Le attività economiche, produttive e sociali devono svolgersi nel rispetto dei contenuti di protocolli o linee guida idonei a prevenire o ridurre il rischio di contagio nel settore di riferimento in ambiti analoghi, adottati dalle regioni o dalla Conferenza delle regioni e delle province autonome nel rispetto dei principi contenuti nei protocolli o nelle linee guida nazionali.

In assenza di quelli regionali, trovano applicazione i protocolli o le linee guida adottati a livello nazionale.
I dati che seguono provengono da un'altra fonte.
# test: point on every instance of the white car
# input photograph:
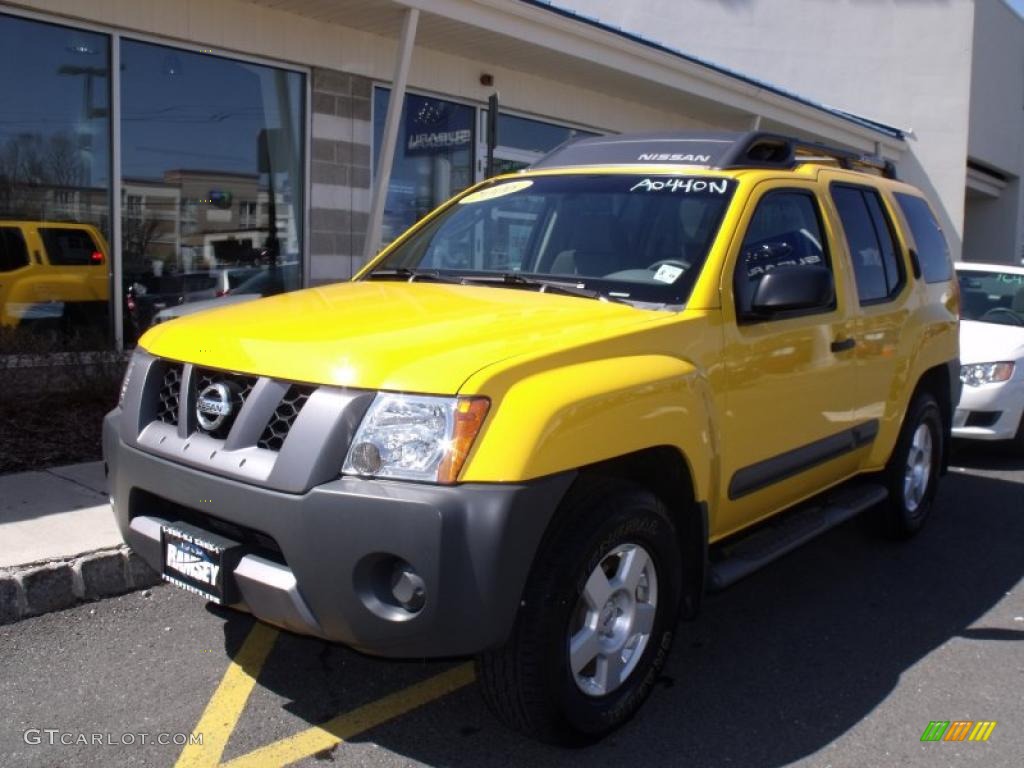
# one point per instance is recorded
(991, 407)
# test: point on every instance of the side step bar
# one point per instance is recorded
(739, 557)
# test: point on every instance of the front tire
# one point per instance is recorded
(912, 472)
(597, 621)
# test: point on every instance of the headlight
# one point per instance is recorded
(124, 381)
(986, 373)
(416, 437)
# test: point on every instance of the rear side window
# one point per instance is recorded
(13, 254)
(933, 251)
(869, 237)
(67, 247)
(785, 230)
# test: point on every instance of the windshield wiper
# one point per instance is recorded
(543, 286)
(414, 275)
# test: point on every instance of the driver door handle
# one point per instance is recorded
(842, 345)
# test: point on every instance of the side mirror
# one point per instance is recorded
(794, 288)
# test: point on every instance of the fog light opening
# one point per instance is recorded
(408, 587)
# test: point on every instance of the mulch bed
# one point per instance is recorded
(54, 390)
(51, 429)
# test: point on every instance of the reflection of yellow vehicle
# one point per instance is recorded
(51, 270)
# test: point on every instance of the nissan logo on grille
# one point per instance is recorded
(214, 406)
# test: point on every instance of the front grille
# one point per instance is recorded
(284, 417)
(170, 394)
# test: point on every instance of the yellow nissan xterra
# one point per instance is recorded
(52, 270)
(555, 413)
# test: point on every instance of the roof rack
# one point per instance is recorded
(720, 151)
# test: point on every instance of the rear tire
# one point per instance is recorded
(912, 472)
(597, 621)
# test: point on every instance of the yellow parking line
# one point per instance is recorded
(224, 709)
(350, 724)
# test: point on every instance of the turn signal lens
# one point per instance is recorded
(469, 416)
(986, 373)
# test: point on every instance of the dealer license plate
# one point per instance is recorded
(199, 562)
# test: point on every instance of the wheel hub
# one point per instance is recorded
(919, 468)
(612, 620)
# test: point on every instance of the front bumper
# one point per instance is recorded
(313, 569)
(991, 412)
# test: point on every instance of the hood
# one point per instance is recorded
(990, 342)
(415, 337)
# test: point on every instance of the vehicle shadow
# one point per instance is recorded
(987, 456)
(774, 670)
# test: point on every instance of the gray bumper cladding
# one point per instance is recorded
(326, 561)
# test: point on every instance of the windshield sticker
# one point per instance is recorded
(717, 186)
(668, 272)
(496, 192)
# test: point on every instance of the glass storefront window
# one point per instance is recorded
(54, 181)
(212, 180)
(433, 157)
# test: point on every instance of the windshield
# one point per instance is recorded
(640, 239)
(991, 296)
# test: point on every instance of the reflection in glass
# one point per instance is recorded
(212, 180)
(534, 135)
(433, 158)
(54, 180)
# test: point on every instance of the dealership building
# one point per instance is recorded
(180, 148)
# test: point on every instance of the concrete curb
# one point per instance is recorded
(31, 590)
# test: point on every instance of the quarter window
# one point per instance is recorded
(869, 238)
(785, 230)
(66, 247)
(13, 254)
(933, 251)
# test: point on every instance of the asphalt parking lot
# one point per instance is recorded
(838, 655)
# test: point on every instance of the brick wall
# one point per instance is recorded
(340, 173)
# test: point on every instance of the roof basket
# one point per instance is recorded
(719, 151)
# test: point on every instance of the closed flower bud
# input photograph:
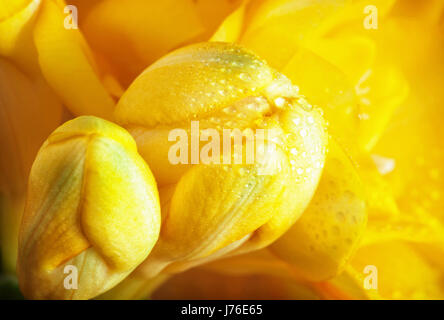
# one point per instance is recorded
(92, 208)
(219, 207)
(322, 241)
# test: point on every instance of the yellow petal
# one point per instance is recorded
(324, 238)
(29, 111)
(402, 272)
(327, 87)
(230, 30)
(16, 21)
(67, 64)
(155, 28)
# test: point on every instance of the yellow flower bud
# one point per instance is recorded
(212, 209)
(92, 205)
(322, 241)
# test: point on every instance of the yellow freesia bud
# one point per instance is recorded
(92, 205)
(212, 209)
(29, 111)
(322, 241)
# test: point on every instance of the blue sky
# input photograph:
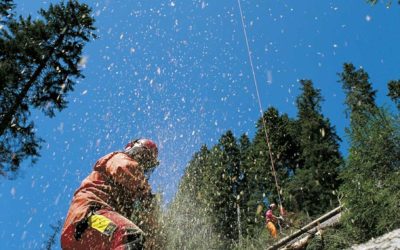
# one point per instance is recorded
(178, 72)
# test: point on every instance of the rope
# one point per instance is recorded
(259, 104)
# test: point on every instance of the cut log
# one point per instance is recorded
(310, 229)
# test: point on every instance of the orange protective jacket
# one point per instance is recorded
(115, 183)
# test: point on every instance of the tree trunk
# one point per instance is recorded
(309, 229)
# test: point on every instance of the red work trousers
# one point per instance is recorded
(103, 229)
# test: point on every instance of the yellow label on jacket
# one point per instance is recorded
(99, 222)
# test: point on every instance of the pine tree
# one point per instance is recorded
(394, 92)
(315, 183)
(370, 193)
(39, 67)
(225, 183)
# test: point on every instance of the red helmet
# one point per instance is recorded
(144, 151)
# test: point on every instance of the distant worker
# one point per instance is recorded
(99, 211)
(271, 220)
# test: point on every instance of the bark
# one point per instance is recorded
(310, 229)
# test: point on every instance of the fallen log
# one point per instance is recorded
(310, 228)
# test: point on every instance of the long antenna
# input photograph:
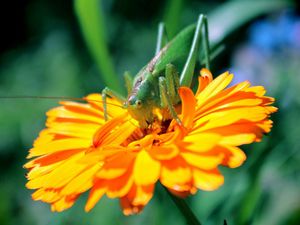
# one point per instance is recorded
(59, 98)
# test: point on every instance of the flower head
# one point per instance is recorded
(80, 151)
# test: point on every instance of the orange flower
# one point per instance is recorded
(79, 151)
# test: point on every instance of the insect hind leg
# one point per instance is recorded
(166, 98)
(187, 73)
(162, 37)
(108, 92)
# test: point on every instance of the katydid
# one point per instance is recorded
(156, 84)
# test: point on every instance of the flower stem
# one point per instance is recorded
(186, 211)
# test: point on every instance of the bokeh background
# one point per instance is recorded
(43, 53)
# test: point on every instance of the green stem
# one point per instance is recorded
(186, 211)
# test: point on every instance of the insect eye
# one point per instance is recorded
(138, 103)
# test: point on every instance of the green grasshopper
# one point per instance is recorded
(156, 84)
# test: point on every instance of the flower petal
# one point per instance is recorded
(175, 172)
(146, 169)
(207, 180)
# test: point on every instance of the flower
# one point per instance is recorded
(80, 151)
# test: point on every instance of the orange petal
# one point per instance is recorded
(207, 180)
(64, 203)
(201, 142)
(140, 195)
(116, 165)
(120, 186)
(188, 106)
(175, 172)
(60, 145)
(95, 195)
(203, 80)
(164, 152)
(82, 182)
(201, 161)
(146, 169)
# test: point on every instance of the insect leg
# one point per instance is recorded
(187, 73)
(172, 82)
(166, 100)
(206, 43)
(161, 37)
(128, 81)
(108, 92)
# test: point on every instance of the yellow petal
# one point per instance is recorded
(146, 169)
(60, 145)
(201, 161)
(116, 166)
(239, 139)
(188, 102)
(95, 195)
(175, 172)
(82, 182)
(201, 142)
(207, 180)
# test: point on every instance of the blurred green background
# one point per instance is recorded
(43, 53)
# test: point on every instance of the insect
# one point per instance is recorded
(156, 84)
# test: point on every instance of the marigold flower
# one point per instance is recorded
(80, 151)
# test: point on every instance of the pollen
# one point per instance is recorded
(79, 151)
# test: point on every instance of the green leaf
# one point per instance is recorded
(230, 16)
(172, 16)
(90, 17)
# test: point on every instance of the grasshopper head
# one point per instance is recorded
(140, 110)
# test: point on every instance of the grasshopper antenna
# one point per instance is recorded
(58, 98)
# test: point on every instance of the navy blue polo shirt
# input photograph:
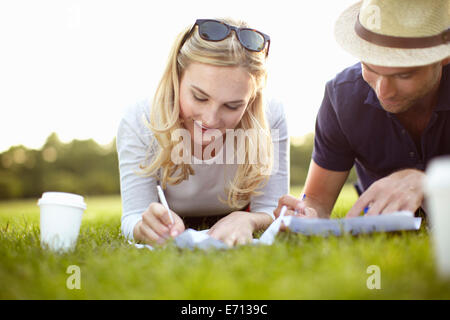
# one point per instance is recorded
(353, 129)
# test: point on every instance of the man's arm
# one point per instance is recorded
(322, 187)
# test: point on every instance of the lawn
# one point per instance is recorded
(295, 267)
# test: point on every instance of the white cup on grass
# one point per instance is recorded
(60, 220)
(437, 193)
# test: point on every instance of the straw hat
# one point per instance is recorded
(396, 33)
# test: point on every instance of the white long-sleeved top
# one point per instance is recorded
(197, 196)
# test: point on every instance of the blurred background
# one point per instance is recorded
(69, 68)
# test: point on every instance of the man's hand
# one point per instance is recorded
(401, 190)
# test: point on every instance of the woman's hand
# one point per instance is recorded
(156, 227)
(295, 207)
(237, 227)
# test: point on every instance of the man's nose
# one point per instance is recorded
(385, 88)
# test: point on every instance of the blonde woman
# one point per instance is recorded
(211, 90)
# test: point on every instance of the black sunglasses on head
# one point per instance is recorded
(214, 30)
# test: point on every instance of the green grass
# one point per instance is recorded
(295, 267)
Le misure limitative delle attività economiche, produttive e sociali possono essere adottate, nel rispetto dei principi di adeguatezza e proporzionalità, con provvedimenti emanati ai sensi dell’articolo 2 del decreto-legge n. 19 del 2020 o del comma16.15.

Il mancato rispetto dei contenuti dei protocolli o delle linee guida, regionali, o, in assenza, nazionali, di cui al comma 14, che non assicura adeguati livelli di protezione, determina la sospensione dell’attività fino al ripristino delle condizioni di sicurezza.

In caso di eventuali accertamenti nella struttura ricettiva all’art. 2 viene disposto che

Salvo che il fatto costituisca reato diverso da quello di cui all’art.650 del codice penale, le violazioni delle disposizioni del presente decreto, ovvero dei decreti e delle ordinanze emanate in attuazione del presente decreto, sono punite con la sanzioni amministrativa di cui all’articolo 4, comma 1, del decreto legge 25 marzo 2020, n.19. Nei casi in cui la violazione sia commessa nell’esercizio di un’attività di impresa, si applica altresì la sanzione amministrativa accessoria della chiusura dell’esercizio o dell’attività da 5 a 30 giorni.

Orbene, dalle regolamentazioni richiamate, in ultimo in relazione all’ordinanza della Regione Campania, ci sono delle responsabilità a carico del gestore per le motivazioni richiamate. Pertanto, se non ci sono limiti all’apertura del B&B a gestione famigliare in relazione al regolamento di condominio, può, tuttavia comunicare alla struttura il rispetto delle normative richiamate in materia di Covid-19 a tutela non solo degli della struttura di B&B, ma anche degli stessi condomini.

Tuttavia, salvo eventuali obblighi comunali relative alla sanificazione degli spazi condominiali, il condominio, anche con il B&B, potrebbe valutare la sanificazione delle parti comuni dell’edificio, oltre la quale, resta a carico della struttura ricettiva turistica il rispetto della regolamentazione in materia di contenimento dell’epidemia da Covid-19 per quanto riguarda gli ospiti della struttura.

In compenso, le rammento che la tutela degli spazi condominiali deve essere garantita e vigilata da parte dell’amministratore, nel rispetto degli obblighi indicati dall’art. 36 e 37 del D.Lgs.81/08, ovvero di tutti gli obblighi formativi ed informativi a tutela dei professionisti e dei lavoratori subordinati, che, a qualsiasi titolo, prestano il lavoro nel condominio richiamato relativamente ai rischi o pericoli che si possono verificare anche come in questo periodo in relazione alla eventuale trasmissione epidemiologica del Covid-19.